Tetapi pendapat yang
umum ialah daya paksa itu dapat berupa
dasar pembenar dan dapat pula berupa dasar pemaaf. Jadi menurut para ahli ini,
daya paksa (overmacht) yang tercantum didalam pasal 48 KUHP dapat dipisahkan
menurut teori atas dua jenis. Van Bemmelen meneyebut keadaan darurat
(noodtoestand) sebagai dasar pembenar (rechtvaardigingsgrond). Disini perbuatan
dibenarkan, misalnya sopir yang berhenti di jalan umum karena mobilnya mogok,
dapat mengajukan sebagai keadaan darurat (noodtoestand). Daya paksa membenarkan
(rechtvaardigt) perbuatan – perbuatan jika pembuat tidak mempunyai pilihan yang
lain.
Sedangkan daya paksa
dalam arti sempit (artinya ada paksaan dari orang lain), termasuk dalam dasar
pemaaf. Yang berpendapat daya paksa dapat dimasukkan sebagai dasar pembenar dan
dasar pemaaf seperti ini termasuk pula Simons, Noyon – Langemeijer, Hazewinkel
- Suringa dan juga Jonkers.
Hazewinkel – Suringa menunujuk
putusan mengenai keadaan darurat yang paling termasyur, yaitu arrest kaca mata (opticien arrest, H.R. 15 Oktober
1923 N.J. 1923). Pengadilan Amsterdam
melepaskan seorang penjual kacamata dari semua tuntutan hukum, sesudah
dibuktikan bahwa ia, pada waktu toko sudah harus ditutup menurut peraturan yang
berlaku di Amsterdam, menjual sebuah kacamata pada seorang yang bernama de
Grooth. Karena ditiup angin badai kacamata tuan de Grooth jatuh dan pecah,
sehingga ia tidak dapat melihat apa – apa lagi dan oleh karena itu ia berada
dalam keadaan berbahaya dan memerlukan pertolongan. Hazewinkel – Suringa selanjutnya
menghubungkan putusan ini dengan pendapat Simons, yang mengatakan dalam hal ini
Hoge Raad telah menambah keadaan darurat dalam arti sempit yang dahulu berupa
daya paksa psikis menjadi lebih luas, yaitu daya paksa obyektif (objectieve
overmacht). Disini tidak lagi berupa daya paksa psikis yang mengatakan tidak
dipidananya pembuat tetapi telah menjadi dasar pembenar
(rechtsvaardigingsgrond), yaitu tidak dipidananya perbuatan: Hazewinkel –
Suringa menunjuk H.R. 24 Maret 1953.
Hazewinkel – Suringa sama
dengan Van Bemmelen membedakan daya paksa sebagai dasar pembenar dan dasar
pemaaf. Paksaan psikis atau daya paksa dalam arti sempit merupakan dasar
pemaaf, sedangkan keadaan darurat merupakan dasar pembenar. Tetapi Vos
mengatakan bahwa keadaan darurat (noodtoestand) tidak selalu berupa dasar
pembenar, kadang – kadang berupa dasar pemaaf. Ia memberi contoh jika
seseorang menghilangkan nyawa beberapa
orang untuk menyelamatkan jiwanya sendiri, maka perbuatan itu tidak dapat
dibenarkan tetapi orangnya tidak dipertanggungjawabkan. Disini katanya keadaan
darurat sebagai dasar pemaaf. Jika seseorang meniggalkan pos penjagaan karena
pergi melaporkan tentang terjadinya permufakatan untuk melakukan kejahatan,
maka disini ada dasar pembenar. Kalau
kita bandingkan dengan KUHP Jerman (Barat) yang baru, memamng Nodstand dibagi
dua, yaitu pasal 34 mengatur tentang dasar pembenar (Rechtfertigender Notstand)

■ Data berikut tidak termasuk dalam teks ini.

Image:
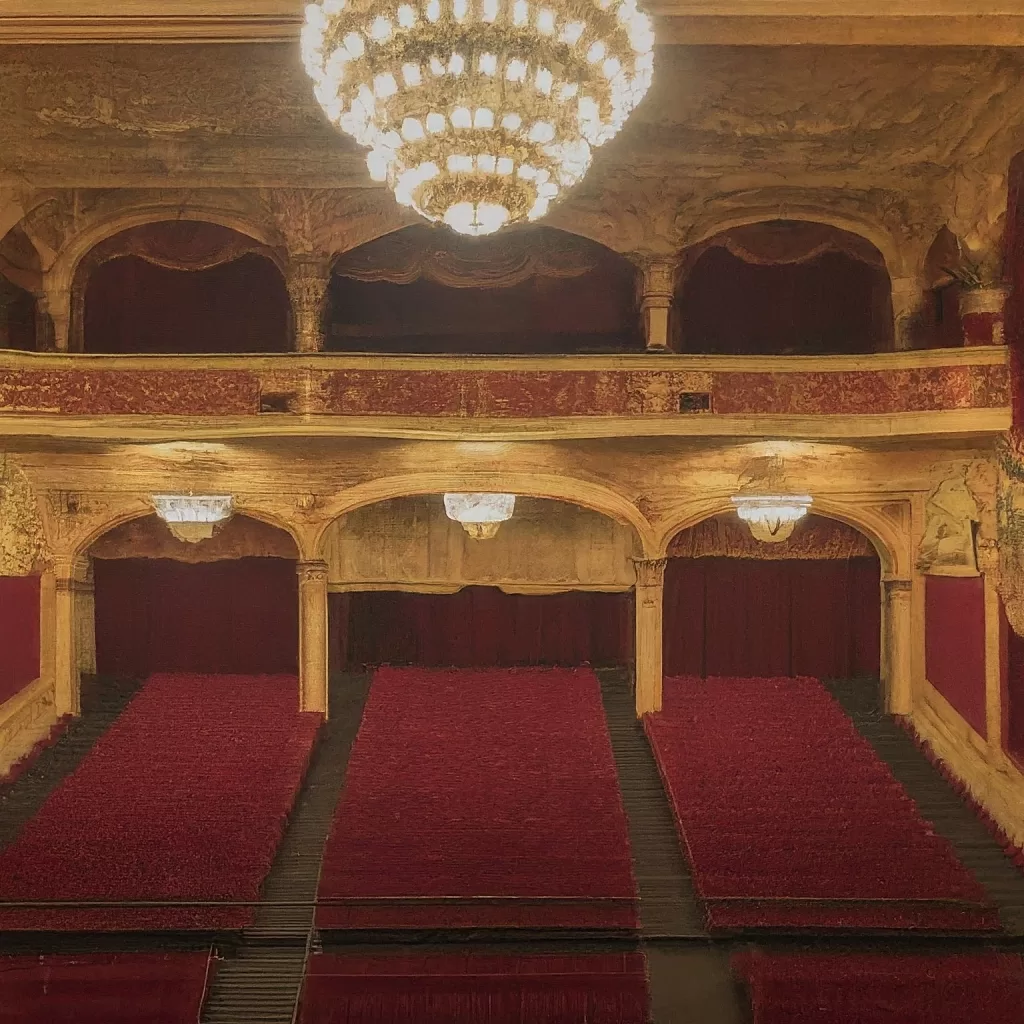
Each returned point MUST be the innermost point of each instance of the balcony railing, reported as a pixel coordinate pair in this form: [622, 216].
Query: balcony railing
[944, 390]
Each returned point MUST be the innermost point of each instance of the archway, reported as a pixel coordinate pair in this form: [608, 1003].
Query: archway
[538, 291]
[180, 287]
[807, 606]
[226, 605]
[20, 283]
[409, 586]
[783, 287]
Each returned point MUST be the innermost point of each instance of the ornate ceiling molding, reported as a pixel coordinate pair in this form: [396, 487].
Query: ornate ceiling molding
[729, 23]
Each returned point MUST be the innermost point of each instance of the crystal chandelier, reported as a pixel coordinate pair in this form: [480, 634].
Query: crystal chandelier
[193, 517]
[479, 515]
[478, 113]
[771, 517]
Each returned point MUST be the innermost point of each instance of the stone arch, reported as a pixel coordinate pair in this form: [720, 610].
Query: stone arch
[180, 285]
[541, 289]
[584, 494]
[778, 286]
[766, 211]
[141, 510]
[101, 228]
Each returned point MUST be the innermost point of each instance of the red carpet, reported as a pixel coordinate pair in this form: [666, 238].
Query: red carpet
[102, 988]
[791, 819]
[813, 988]
[480, 783]
[184, 798]
[605, 989]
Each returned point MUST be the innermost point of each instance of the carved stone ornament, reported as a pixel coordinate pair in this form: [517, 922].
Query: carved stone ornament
[22, 539]
[948, 545]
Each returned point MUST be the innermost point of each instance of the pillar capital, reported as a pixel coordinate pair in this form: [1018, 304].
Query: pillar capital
[656, 292]
[307, 276]
[311, 572]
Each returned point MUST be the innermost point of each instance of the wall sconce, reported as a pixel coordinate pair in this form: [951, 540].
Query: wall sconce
[771, 517]
[193, 517]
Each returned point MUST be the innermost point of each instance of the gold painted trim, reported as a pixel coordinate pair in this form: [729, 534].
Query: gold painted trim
[982, 355]
[971, 422]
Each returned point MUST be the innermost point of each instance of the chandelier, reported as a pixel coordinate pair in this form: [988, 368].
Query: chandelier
[193, 517]
[771, 517]
[479, 515]
[478, 113]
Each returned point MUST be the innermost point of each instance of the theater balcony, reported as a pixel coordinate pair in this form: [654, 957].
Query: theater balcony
[906, 393]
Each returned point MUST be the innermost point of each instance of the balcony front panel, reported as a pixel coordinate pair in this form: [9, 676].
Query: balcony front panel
[654, 394]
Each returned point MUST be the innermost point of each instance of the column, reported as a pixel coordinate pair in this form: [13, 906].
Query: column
[982, 314]
[897, 633]
[907, 295]
[85, 619]
[649, 602]
[657, 291]
[988, 563]
[67, 684]
[307, 280]
[312, 636]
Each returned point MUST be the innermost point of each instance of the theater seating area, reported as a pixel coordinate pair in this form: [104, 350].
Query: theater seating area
[791, 819]
[184, 799]
[103, 988]
[945, 988]
[494, 793]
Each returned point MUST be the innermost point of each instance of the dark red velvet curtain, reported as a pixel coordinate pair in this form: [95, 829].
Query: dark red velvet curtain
[954, 643]
[1015, 695]
[744, 616]
[135, 306]
[18, 634]
[834, 303]
[482, 626]
[155, 614]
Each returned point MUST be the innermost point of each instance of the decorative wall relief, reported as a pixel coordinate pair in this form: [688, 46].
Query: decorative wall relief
[951, 514]
[22, 540]
[1010, 508]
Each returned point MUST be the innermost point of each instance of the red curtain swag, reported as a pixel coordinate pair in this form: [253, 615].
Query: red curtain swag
[744, 616]
[238, 615]
[482, 626]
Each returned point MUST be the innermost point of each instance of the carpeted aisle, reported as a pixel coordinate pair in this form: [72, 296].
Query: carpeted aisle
[184, 798]
[475, 989]
[871, 988]
[470, 784]
[792, 820]
[102, 988]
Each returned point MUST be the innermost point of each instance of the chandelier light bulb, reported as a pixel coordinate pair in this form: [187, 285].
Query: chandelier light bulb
[772, 518]
[527, 88]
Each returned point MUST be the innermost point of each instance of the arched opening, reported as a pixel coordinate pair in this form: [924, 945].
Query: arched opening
[783, 288]
[226, 605]
[20, 283]
[410, 587]
[535, 291]
[489, 739]
[180, 287]
[807, 606]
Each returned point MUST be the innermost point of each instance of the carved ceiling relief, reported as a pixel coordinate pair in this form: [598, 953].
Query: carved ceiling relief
[23, 545]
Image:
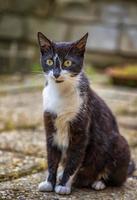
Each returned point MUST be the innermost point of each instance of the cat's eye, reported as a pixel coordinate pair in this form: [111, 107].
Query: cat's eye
[49, 62]
[67, 63]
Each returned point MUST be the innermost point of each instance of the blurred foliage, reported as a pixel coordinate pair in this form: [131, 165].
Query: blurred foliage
[124, 75]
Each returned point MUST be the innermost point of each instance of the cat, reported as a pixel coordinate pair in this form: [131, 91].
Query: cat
[81, 131]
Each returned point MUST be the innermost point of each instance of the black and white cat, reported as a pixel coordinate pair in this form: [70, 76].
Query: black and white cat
[81, 131]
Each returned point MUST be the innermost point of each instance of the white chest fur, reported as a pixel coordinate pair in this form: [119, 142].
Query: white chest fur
[64, 100]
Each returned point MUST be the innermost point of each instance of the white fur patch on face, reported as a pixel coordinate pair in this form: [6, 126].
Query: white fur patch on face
[64, 100]
[98, 185]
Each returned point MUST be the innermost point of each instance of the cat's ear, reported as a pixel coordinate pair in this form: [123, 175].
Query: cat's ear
[44, 42]
[81, 44]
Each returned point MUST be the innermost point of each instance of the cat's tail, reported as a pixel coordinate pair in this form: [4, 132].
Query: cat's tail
[131, 167]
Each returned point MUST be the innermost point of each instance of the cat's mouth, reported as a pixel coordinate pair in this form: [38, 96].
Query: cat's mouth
[59, 81]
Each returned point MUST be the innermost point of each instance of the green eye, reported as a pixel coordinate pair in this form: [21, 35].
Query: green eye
[67, 63]
[49, 62]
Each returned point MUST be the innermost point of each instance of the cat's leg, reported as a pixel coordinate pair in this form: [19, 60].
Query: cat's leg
[119, 167]
[53, 160]
[53, 154]
[75, 156]
[99, 185]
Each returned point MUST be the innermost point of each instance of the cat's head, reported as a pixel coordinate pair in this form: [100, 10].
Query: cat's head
[61, 60]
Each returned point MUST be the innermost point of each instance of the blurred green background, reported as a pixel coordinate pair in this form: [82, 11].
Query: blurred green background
[112, 27]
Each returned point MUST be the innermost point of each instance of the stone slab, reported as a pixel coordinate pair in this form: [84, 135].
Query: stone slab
[27, 188]
[14, 165]
[26, 142]
[129, 41]
[28, 113]
[101, 37]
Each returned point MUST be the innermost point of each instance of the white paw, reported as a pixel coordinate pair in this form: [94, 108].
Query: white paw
[98, 185]
[62, 189]
[60, 175]
[45, 187]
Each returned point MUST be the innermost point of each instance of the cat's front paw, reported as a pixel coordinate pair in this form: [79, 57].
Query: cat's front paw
[59, 189]
[45, 187]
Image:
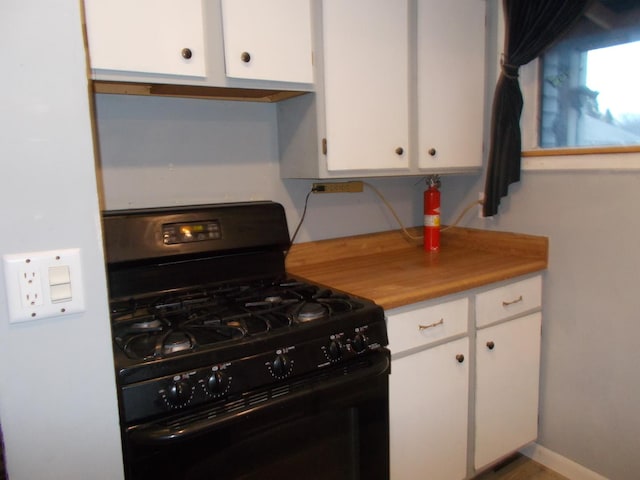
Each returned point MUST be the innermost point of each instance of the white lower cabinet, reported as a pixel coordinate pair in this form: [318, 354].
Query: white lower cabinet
[429, 390]
[442, 359]
[428, 413]
[507, 373]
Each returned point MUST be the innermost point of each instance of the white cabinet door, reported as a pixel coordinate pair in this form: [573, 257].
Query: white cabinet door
[507, 379]
[451, 39]
[366, 84]
[147, 36]
[268, 40]
[428, 402]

dan pasal 35 mengatur dasar pemaaf (Entschulddigender Notstand).
Pompe berpendapat,
yaitu daya paksa (overmacht) dimasukkan sebagai dasar pembenar semuanya. Alasannya ialah pemisahan antara “daya paksa”

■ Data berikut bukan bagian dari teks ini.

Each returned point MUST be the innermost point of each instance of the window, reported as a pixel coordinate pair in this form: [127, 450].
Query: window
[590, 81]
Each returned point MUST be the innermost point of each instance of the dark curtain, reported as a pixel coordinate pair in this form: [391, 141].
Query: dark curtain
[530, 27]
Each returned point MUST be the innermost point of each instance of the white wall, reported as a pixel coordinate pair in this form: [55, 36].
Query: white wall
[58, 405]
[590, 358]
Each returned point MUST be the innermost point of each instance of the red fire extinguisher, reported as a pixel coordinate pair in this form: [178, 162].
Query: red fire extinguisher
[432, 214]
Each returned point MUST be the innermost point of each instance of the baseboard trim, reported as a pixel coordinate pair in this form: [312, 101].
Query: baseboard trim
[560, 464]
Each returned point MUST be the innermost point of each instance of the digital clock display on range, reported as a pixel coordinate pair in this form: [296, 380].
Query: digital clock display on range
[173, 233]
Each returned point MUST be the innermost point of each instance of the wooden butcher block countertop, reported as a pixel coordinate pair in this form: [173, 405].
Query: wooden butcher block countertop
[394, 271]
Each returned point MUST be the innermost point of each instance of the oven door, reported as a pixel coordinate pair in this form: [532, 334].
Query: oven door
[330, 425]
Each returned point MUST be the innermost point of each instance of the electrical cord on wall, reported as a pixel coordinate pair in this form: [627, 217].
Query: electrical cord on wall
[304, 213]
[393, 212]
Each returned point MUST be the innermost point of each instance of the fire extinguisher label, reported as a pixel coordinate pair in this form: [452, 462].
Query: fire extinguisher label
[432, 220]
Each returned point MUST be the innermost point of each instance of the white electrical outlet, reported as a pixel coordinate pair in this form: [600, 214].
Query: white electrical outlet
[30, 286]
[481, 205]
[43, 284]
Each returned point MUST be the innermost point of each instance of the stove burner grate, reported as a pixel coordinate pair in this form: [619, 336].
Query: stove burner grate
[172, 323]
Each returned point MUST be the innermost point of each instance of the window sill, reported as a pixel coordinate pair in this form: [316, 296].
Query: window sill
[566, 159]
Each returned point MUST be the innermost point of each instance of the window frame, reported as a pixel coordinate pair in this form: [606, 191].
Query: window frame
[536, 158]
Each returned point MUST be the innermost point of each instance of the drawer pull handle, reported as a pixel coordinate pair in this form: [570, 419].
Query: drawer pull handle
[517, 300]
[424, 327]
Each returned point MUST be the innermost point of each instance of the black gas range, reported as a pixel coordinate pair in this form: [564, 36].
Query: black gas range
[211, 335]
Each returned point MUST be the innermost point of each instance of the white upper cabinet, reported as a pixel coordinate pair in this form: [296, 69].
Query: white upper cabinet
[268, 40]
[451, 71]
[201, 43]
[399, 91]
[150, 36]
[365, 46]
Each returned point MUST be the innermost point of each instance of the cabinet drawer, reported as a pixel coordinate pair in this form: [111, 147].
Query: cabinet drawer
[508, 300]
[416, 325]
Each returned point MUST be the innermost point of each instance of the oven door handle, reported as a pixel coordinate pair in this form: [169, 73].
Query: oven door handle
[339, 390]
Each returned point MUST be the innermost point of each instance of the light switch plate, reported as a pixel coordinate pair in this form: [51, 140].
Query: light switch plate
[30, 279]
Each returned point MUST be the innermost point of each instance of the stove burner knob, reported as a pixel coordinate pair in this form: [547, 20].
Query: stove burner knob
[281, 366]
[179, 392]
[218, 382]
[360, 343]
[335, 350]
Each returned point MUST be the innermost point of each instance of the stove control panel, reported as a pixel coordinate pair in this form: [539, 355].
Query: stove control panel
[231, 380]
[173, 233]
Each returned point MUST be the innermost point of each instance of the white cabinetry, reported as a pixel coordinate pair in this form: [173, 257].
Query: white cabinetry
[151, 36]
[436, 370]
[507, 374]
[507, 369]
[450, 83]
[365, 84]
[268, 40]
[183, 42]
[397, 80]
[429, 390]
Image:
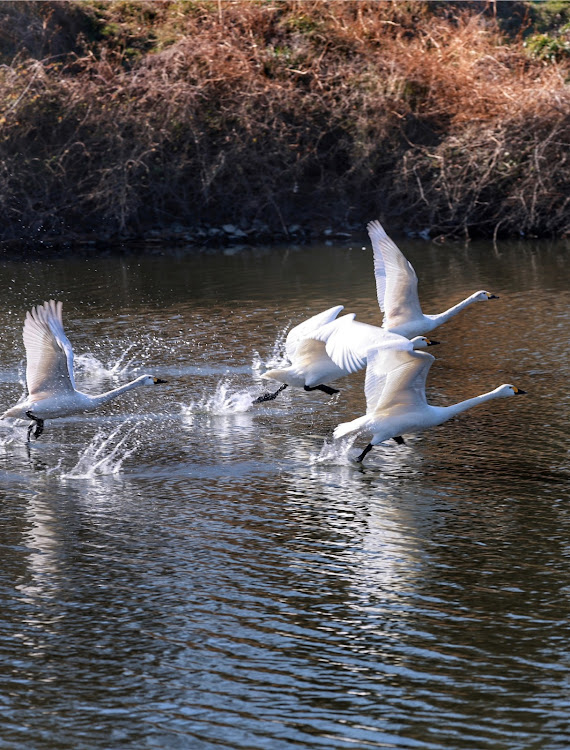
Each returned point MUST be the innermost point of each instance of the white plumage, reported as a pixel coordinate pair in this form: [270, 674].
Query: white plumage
[397, 289]
[49, 372]
[396, 401]
[325, 348]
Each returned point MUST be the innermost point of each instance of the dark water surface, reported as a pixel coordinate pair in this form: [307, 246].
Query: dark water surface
[180, 570]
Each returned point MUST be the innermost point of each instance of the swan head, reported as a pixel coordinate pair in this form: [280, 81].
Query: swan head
[483, 296]
[149, 380]
[422, 342]
[508, 390]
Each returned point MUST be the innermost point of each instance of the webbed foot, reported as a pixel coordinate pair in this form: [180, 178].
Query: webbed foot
[364, 452]
[36, 428]
[324, 388]
[269, 396]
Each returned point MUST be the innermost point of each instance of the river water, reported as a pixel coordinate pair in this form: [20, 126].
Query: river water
[183, 570]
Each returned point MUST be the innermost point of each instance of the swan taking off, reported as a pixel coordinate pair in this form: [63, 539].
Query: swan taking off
[396, 399]
[49, 373]
[397, 289]
[324, 348]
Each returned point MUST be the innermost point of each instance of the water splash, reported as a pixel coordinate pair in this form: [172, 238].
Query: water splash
[277, 357]
[105, 454]
[90, 366]
[338, 452]
[224, 400]
[11, 432]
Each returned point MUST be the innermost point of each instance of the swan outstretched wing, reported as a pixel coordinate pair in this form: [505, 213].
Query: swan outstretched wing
[396, 280]
[304, 330]
[347, 342]
[396, 376]
[49, 356]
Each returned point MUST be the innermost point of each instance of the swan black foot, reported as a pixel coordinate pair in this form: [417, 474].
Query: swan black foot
[37, 426]
[324, 388]
[364, 452]
[270, 396]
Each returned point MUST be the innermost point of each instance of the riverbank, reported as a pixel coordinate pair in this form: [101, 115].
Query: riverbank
[209, 123]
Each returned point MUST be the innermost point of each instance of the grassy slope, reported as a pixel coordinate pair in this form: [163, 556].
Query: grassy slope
[121, 117]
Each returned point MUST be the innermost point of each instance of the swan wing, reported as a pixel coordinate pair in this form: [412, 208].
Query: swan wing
[396, 375]
[390, 354]
[304, 330]
[49, 356]
[346, 342]
[396, 280]
[404, 386]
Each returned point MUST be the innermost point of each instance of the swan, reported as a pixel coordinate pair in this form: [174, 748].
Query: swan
[396, 400]
[324, 348]
[49, 373]
[397, 289]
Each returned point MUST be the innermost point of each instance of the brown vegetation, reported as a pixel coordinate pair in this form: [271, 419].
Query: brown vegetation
[118, 118]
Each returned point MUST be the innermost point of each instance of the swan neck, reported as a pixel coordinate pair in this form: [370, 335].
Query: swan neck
[452, 311]
[471, 402]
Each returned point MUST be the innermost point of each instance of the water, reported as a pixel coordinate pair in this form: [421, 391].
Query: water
[180, 570]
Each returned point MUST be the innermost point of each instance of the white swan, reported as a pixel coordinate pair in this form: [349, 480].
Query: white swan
[324, 348]
[397, 289]
[49, 373]
[396, 399]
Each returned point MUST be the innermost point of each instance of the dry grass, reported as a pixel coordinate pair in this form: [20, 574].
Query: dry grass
[121, 117]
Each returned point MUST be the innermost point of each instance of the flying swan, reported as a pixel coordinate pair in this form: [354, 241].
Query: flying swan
[324, 348]
[49, 373]
[396, 400]
[397, 289]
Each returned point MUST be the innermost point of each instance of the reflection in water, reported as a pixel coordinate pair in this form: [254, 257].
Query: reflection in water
[187, 569]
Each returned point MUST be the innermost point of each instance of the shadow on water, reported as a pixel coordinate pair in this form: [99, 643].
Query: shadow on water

sebagai dasar peniadaan kesalahan dan “keadaan darurat” sebagai dasar pembenar
tidak dapat diterima. Daya paksa itu adalah suatu dorongan yang orang – orang tidak
dapat melawannya. Penerapannya dikaitkan dengan kelayakan, perundang – undangan
dan keadaan konkret. Arti faktor psikis di dalam daya paksa di luar pembuat.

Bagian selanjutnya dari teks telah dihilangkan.